Internal Tooling: From Script To Well-Equipped

The Problem

Over the past few years, I’ve been intimately involved with the internal tools at my company, specifically those used by product support and other technical teams to aggregate/lookup data. Things like collecting customer info from a database, pulling logs from 1500 cloud servers, or using the Zendesk Talk API to switch everyone to offline at 5PM because they haven’t implemented desk hours yet.

This article describes some of my main concerns with our current process/workflow, and an explanation of the software I designed to bring us into the modern age, and do things "right". The software in question is a suite of tools, collected into a single CLI interface, and a project layout that was designed not only to solve the technical challenges, but make those with minimal Go experience feel at home quickly with how it works.

Let's begin!

After being responsible for maintaining the old tools for just a short while, it quickly became apparant that something needed to change. Everything we had was in shell scripts, which were operating at the extreme edge of what shell scripts were capable of, and they had become basically unreadable. Without clogging up this article with irrelevancy, here are the greatest hits for the things that troubled me most;

  1. Completely avoidable use of sed, some of which looked like this; s/^(([0-9A-Za-z]{1,}-?){1,}):?.([0-9\.]{7,15})[^\[]+(\[.*)$/\4 -- \3 ${type}=\1/
  2. Two separate bash libraries which spread out the work a script is doing to sometimes unmanageable distances. For example a shell script might make a call that goes 5 functions deep, across two different libraries. That’s not too bad, unless it’s all written in bash and you’re trying to identify a bug.
  3. Zero logging. If, in the chaos of what I mentioned in #2, something broke deep in the chain of function calls, you typically just get a garbage output and need to build logging as you troubleshoot to trace the error to a specific point... and if the issue was with one of the many horrible regex strings, it was wise to not have lunch plans.
  4. The scripts were extremely fragile, and was the definition of spaghetti code. All it takes is for someone to sneeze on them, and you’re spending your day trying to trace back a regex that broke, with only a weird or bad output to guide you. Sometimes the issue wouldn’t even be with the script itself, and would be related to another tool entirely, one that we’re just calling. Speaking of logging and errors...
  5. No unit tests. Not a single one. I think this point can speak for itself.
  6. Duplicate repositories exist because we have different systems where tools are required. This means a lot of the code is duplicated across these repos. If we fix a bug in one repo’s library, it needs to be replicated for the other repos too.
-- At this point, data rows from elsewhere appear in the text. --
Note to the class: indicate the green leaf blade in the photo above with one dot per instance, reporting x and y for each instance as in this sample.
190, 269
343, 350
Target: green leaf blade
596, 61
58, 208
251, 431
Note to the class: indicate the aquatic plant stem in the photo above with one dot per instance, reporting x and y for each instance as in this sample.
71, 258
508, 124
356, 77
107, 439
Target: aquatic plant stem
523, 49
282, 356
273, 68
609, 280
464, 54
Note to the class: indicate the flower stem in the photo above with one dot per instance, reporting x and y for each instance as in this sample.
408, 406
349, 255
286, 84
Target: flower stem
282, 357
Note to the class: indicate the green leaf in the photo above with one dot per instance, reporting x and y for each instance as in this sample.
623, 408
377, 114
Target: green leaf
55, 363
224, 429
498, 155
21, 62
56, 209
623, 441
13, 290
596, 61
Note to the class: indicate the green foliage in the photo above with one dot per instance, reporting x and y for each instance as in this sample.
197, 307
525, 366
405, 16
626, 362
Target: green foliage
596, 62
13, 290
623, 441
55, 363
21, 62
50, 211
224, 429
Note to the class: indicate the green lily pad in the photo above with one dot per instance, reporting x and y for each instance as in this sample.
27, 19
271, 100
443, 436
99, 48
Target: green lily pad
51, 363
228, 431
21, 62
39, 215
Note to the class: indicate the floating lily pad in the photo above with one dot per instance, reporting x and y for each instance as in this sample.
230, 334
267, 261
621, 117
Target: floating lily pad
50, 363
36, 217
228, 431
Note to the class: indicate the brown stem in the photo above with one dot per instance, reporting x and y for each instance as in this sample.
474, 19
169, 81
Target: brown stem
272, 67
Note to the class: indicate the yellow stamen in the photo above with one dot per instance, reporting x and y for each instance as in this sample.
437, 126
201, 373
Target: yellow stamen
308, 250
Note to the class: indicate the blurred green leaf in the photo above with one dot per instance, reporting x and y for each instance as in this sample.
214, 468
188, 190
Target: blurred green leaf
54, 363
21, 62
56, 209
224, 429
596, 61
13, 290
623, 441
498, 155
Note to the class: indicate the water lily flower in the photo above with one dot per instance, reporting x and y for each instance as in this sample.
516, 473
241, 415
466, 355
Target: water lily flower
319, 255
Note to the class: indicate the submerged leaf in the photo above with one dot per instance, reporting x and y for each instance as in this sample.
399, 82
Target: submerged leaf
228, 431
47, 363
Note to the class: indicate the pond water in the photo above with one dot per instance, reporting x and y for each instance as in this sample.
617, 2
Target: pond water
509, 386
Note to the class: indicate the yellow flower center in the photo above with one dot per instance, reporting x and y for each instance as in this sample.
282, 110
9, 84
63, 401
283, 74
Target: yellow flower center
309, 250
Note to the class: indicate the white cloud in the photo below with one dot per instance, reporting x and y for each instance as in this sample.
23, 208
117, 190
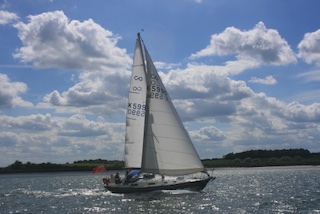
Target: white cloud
269, 80
52, 40
10, 93
57, 139
7, 17
309, 47
96, 92
262, 45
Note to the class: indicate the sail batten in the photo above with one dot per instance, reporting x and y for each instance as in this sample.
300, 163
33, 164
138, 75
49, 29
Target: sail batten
168, 149
156, 140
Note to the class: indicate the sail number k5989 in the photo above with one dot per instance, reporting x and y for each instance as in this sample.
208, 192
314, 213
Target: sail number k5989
136, 109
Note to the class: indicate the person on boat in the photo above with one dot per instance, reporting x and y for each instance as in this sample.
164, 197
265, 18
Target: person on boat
117, 179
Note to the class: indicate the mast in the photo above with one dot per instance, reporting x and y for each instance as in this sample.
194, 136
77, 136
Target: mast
136, 110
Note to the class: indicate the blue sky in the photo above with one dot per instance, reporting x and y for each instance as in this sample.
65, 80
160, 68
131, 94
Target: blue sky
242, 74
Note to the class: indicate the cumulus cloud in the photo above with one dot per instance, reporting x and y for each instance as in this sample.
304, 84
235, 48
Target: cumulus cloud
208, 133
309, 47
269, 80
7, 17
260, 44
57, 139
94, 93
10, 93
52, 40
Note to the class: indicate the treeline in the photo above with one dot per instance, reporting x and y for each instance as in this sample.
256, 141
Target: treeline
258, 158
83, 165
270, 153
252, 158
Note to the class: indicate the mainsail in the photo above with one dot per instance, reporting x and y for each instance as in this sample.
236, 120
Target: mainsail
168, 149
135, 118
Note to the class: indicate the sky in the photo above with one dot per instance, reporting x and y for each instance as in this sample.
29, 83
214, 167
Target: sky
243, 75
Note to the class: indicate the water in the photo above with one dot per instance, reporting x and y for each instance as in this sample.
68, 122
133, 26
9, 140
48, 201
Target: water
250, 190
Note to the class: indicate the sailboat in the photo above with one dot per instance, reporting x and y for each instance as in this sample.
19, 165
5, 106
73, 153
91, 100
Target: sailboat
158, 148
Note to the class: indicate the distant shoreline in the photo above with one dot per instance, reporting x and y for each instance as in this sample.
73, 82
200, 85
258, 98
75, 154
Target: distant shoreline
252, 158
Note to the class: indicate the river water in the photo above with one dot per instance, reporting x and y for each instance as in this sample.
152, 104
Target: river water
235, 190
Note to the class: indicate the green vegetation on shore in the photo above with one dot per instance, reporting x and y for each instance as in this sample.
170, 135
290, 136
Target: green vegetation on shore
253, 158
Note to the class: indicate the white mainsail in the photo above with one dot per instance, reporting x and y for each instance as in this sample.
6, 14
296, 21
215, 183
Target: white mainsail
135, 118
168, 149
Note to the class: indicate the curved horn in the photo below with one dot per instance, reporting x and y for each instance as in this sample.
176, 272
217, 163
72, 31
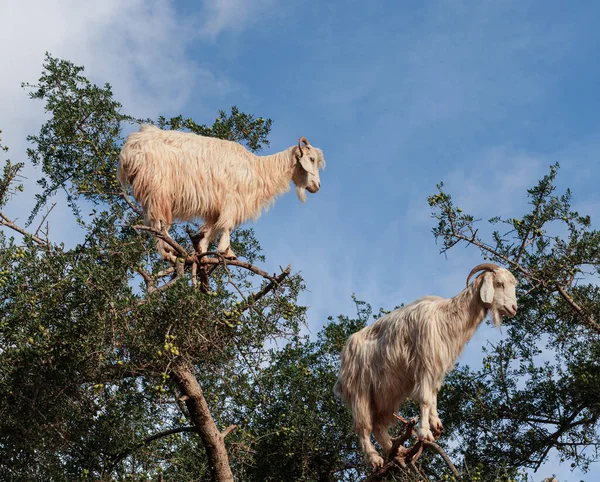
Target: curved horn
482, 267
300, 141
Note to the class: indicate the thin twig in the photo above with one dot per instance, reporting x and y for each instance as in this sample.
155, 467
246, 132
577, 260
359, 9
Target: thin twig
44, 218
4, 221
587, 318
228, 430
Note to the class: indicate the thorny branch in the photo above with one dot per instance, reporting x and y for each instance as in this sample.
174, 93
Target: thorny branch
4, 221
404, 458
124, 454
587, 318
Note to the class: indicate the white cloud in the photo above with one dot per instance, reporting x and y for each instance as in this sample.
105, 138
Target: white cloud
138, 46
221, 16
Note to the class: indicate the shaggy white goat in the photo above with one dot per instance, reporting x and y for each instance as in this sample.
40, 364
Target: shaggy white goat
179, 175
408, 352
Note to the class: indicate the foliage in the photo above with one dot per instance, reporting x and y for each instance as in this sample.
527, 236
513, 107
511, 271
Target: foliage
92, 332
537, 389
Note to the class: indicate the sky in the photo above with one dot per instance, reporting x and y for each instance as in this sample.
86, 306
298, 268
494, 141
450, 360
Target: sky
399, 96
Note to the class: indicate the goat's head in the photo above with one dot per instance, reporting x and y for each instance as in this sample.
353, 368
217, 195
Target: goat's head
497, 290
309, 160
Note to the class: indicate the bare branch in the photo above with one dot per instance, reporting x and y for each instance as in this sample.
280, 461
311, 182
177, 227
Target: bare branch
131, 204
199, 411
228, 430
44, 218
588, 319
4, 221
118, 458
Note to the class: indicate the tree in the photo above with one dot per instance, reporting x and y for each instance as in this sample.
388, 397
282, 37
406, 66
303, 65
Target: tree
537, 390
103, 343
115, 365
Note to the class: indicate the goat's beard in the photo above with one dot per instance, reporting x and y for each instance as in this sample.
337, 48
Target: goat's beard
301, 192
496, 317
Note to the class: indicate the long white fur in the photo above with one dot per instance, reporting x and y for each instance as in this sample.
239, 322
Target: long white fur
179, 175
408, 353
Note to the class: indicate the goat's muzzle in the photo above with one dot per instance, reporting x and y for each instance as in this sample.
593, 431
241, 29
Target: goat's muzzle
313, 188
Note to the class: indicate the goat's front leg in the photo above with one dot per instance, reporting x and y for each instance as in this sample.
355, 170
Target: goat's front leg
207, 232
434, 419
424, 432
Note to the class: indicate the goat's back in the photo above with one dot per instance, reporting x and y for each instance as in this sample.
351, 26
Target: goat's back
188, 174
389, 356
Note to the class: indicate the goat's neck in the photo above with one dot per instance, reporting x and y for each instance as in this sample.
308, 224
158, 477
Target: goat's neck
468, 311
276, 172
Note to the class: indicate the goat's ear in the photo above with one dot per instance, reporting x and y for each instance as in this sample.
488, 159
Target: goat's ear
487, 288
305, 163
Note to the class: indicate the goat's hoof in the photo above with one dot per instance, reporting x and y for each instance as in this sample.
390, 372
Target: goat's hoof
425, 435
228, 254
437, 428
375, 461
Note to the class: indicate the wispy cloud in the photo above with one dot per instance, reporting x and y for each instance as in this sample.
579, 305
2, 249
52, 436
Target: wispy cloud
221, 16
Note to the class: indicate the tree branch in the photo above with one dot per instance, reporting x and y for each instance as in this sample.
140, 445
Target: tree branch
4, 221
118, 458
212, 439
588, 319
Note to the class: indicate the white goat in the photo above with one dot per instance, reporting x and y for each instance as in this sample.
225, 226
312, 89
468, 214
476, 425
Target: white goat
408, 352
179, 175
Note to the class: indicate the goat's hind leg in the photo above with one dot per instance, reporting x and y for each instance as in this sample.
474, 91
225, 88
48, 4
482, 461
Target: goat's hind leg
434, 419
164, 249
426, 401
363, 426
383, 437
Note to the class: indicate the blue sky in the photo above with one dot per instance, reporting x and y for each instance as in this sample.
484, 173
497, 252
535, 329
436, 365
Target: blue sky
399, 95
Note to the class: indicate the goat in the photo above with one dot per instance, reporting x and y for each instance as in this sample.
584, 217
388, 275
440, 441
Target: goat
408, 352
180, 175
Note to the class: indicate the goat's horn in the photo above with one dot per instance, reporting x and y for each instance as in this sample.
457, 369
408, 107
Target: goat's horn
482, 267
300, 141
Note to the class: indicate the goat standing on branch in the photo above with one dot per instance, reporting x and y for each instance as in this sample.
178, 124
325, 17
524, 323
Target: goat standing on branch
408, 353
185, 176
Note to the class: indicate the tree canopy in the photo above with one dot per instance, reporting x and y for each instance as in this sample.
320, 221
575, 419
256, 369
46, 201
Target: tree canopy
116, 365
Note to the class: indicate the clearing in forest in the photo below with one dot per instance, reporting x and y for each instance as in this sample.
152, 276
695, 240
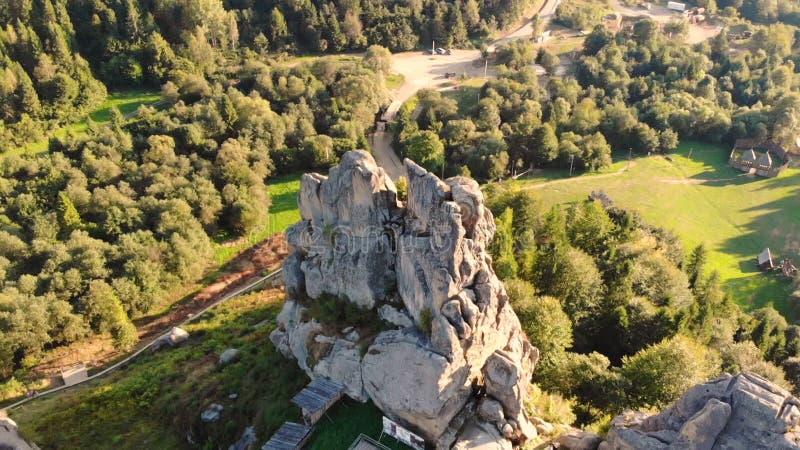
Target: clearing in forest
127, 102
703, 200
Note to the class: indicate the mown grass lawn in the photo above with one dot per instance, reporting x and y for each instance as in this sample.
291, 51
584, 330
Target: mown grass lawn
283, 212
467, 94
703, 201
156, 401
127, 102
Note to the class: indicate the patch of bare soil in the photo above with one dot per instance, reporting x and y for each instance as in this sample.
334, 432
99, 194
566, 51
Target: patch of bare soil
97, 351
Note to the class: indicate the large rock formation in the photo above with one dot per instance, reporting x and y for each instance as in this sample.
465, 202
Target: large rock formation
741, 412
449, 339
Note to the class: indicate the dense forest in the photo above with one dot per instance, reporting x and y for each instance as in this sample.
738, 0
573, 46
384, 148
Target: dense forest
97, 231
640, 90
624, 316
93, 233
55, 53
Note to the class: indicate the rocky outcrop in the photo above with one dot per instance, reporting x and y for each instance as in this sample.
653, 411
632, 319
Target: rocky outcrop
450, 339
744, 411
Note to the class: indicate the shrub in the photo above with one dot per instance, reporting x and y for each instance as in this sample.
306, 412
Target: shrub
425, 321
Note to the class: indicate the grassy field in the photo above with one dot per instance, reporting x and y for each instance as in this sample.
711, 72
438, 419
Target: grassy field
703, 201
395, 80
467, 95
282, 212
127, 102
157, 400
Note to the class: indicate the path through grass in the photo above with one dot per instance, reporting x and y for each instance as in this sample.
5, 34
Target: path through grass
704, 200
127, 102
283, 212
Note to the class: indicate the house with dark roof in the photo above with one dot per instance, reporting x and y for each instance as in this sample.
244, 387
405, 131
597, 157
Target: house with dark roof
766, 159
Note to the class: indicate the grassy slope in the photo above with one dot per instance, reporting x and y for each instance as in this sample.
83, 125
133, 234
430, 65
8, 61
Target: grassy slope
282, 212
126, 102
467, 95
153, 402
704, 200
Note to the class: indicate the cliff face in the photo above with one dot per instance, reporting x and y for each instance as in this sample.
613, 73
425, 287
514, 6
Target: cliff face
451, 362
743, 411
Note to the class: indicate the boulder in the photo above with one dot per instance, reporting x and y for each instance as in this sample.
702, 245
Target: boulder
701, 430
424, 268
578, 440
490, 410
228, 356
247, 441
743, 411
481, 436
394, 316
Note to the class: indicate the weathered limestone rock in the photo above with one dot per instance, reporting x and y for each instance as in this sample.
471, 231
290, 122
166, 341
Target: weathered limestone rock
578, 440
412, 384
700, 432
481, 436
228, 356
212, 413
423, 267
395, 316
247, 441
744, 411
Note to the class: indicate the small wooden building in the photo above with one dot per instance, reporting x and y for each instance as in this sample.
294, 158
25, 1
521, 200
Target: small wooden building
364, 442
767, 159
765, 260
290, 436
318, 397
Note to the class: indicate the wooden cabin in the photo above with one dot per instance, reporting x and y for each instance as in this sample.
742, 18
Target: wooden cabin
767, 159
765, 260
318, 397
290, 436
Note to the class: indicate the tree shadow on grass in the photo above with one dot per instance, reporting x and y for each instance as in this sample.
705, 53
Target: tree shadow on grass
775, 224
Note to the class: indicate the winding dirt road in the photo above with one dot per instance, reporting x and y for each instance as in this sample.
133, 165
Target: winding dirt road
422, 70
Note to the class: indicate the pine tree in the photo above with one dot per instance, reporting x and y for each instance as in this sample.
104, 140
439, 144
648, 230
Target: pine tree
695, 266
68, 214
458, 31
278, 27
These workflow problems (some of which are not mentioned here) became something that I wanted to fix. It seemed like something that needed to be modernised and improved to facilitate where we were going as a company. We needed to implement a better solution, one that was easy to iterate and build upon. The purpose of this article is to demonstrate my approach and solution to the issues (and more..) that I listed above.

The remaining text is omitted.